Class: Pho::Analyzers

Inherits:
Object
  • Object
show all
Defined in:
lib/pho/field_predicate_map.rb

Overview

Declares URI constants for the various text analyzers supported by the Talis Platform

Analyzers are configured to operate on specific DataTypePropertys using the FieldPredicateMap

Constant Summary collapse

STANDARD =

A standard English analyzer and the default if no analyzer is specified. Words are split on punctuation characters, removing the punctuation. Words containing a dot are not split. Words containing both hyphens and numbers are not split. Email addresses and hostnames are not split. Stop words are removed. Searches on fields with this type of analyzer are case insensitive.

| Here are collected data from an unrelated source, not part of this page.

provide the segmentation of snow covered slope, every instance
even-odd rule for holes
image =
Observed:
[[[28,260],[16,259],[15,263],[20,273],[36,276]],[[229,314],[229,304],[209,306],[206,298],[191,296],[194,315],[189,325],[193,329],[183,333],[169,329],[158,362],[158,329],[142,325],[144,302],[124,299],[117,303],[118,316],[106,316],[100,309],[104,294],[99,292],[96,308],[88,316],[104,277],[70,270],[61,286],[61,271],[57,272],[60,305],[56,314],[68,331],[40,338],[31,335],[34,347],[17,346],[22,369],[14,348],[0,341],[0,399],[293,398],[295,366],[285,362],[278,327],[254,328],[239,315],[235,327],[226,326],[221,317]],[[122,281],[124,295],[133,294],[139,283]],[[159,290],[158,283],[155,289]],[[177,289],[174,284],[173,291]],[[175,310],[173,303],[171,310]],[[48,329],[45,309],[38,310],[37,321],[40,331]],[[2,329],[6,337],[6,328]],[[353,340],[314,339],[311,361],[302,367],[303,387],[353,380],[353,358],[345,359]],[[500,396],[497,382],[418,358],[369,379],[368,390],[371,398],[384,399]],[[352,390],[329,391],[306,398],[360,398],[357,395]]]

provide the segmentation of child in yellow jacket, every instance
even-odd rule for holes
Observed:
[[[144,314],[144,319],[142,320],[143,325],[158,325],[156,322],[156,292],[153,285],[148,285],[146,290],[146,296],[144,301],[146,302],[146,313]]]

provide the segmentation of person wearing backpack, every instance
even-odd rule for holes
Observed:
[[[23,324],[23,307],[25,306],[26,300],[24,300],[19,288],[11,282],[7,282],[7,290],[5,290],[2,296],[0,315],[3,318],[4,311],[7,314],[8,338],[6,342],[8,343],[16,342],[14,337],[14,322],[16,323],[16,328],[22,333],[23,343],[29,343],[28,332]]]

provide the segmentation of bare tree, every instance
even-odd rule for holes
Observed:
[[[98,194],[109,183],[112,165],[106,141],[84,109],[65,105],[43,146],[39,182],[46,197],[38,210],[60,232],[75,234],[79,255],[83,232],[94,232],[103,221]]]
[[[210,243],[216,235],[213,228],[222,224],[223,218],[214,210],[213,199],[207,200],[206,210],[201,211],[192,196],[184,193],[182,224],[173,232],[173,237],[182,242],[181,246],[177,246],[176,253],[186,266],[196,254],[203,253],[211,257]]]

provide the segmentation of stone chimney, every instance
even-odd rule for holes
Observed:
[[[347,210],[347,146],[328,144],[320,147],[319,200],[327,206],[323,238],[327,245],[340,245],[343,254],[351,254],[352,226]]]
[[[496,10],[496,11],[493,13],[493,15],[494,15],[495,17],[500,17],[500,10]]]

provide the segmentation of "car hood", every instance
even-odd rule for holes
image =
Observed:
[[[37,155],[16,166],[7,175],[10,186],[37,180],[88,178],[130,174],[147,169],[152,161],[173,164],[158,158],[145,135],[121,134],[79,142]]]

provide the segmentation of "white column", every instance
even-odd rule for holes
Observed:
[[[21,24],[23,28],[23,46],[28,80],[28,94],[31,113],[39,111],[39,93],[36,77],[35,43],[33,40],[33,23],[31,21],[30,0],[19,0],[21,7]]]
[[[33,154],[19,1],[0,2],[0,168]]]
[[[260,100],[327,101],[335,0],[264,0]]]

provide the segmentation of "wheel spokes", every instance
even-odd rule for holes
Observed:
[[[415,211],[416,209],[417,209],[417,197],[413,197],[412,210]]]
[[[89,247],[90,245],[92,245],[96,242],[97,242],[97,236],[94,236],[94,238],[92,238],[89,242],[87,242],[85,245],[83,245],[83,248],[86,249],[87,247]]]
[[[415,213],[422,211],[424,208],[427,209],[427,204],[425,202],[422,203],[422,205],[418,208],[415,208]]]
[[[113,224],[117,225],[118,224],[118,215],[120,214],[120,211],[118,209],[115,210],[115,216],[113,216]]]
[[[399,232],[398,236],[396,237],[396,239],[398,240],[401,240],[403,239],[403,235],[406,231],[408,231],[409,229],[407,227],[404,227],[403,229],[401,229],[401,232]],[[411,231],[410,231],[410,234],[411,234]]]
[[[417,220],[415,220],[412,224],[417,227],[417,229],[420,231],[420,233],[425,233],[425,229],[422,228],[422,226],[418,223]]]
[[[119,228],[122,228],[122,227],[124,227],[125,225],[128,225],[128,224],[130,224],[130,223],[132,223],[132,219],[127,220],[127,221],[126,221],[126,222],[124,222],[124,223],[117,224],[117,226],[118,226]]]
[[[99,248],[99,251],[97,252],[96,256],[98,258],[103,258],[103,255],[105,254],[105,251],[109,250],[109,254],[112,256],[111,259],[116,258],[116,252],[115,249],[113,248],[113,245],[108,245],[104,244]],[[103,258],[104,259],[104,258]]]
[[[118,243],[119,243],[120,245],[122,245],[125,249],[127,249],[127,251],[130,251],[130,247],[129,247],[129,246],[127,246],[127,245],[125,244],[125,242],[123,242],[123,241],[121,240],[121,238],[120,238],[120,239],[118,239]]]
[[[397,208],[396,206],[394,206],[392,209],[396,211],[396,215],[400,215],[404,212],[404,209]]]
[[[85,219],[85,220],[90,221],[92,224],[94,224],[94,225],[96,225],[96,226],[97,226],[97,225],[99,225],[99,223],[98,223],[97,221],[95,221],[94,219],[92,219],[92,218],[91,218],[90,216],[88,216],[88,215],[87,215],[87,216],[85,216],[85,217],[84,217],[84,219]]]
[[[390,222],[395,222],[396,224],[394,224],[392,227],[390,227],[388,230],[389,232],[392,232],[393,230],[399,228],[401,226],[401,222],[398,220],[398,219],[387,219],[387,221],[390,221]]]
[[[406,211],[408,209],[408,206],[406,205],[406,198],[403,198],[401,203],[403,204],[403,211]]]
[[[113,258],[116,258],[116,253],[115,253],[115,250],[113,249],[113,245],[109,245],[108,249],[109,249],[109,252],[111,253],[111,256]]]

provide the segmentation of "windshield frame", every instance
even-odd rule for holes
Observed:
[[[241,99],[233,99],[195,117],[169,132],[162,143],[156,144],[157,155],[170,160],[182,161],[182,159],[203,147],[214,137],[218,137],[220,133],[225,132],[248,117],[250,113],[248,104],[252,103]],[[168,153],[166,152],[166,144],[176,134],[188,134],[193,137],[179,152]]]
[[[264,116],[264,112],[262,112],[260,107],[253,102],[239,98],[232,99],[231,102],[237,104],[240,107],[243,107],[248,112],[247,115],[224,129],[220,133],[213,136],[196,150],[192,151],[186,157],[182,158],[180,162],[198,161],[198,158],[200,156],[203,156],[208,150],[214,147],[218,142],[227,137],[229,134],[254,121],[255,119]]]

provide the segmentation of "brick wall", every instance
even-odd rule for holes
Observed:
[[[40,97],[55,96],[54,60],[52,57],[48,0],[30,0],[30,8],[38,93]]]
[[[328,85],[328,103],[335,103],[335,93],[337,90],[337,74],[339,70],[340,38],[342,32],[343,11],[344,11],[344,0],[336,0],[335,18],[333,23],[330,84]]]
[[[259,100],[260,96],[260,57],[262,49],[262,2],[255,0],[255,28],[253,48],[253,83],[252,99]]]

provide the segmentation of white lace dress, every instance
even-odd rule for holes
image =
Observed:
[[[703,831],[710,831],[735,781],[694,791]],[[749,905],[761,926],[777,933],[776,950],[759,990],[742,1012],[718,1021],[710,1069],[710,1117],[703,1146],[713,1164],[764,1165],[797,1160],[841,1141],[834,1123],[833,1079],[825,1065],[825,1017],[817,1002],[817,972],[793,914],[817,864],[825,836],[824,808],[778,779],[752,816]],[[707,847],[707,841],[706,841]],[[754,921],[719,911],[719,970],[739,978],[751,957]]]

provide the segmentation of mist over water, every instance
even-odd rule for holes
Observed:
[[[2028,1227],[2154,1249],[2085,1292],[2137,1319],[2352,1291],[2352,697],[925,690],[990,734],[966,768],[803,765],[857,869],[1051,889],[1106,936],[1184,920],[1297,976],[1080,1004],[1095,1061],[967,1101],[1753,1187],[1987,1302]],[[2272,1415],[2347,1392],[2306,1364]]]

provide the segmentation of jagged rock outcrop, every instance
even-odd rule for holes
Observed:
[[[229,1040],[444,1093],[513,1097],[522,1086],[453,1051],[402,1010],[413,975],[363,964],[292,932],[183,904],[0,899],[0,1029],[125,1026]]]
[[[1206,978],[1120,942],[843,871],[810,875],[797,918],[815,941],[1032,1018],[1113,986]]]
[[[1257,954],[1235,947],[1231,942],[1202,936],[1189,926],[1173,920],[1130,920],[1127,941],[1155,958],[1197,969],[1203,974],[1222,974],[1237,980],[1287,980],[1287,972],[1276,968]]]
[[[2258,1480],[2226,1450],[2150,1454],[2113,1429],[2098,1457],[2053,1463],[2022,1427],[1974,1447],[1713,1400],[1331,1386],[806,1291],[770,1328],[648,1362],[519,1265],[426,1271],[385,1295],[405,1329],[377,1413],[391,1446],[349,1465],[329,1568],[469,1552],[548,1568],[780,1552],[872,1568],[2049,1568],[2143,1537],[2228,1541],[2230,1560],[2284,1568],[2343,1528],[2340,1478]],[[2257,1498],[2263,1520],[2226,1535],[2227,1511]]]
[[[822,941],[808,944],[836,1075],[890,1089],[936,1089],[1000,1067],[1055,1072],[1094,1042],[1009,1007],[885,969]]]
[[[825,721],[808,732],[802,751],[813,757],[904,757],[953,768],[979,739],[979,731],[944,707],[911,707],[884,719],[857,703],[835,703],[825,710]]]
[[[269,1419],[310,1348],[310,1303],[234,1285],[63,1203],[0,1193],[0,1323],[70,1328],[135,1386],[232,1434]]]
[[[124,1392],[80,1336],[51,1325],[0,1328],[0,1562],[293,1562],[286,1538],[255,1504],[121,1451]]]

The following words are considered to be stop words and will not be indexed: a, an, and, are, as, at, be, but, by, for, if, in, into, is, it, no, not, of, on, or, such, that, the, their, then, there, these, they, this, to, was, will, with

"http://schemas.talis.com/2007/bigfoot/analyzers#standard-en".freeze
GREEK =

A standard Greek language analyzer. Words are split on punctuation characters, removing the punctuation. Words containing a dot are not split. Words containing both hyphens and numbers are not split. Email addresses and hostnames are not split. Stop words are removed. Searches on fields with this type of analyzer are case insensitive.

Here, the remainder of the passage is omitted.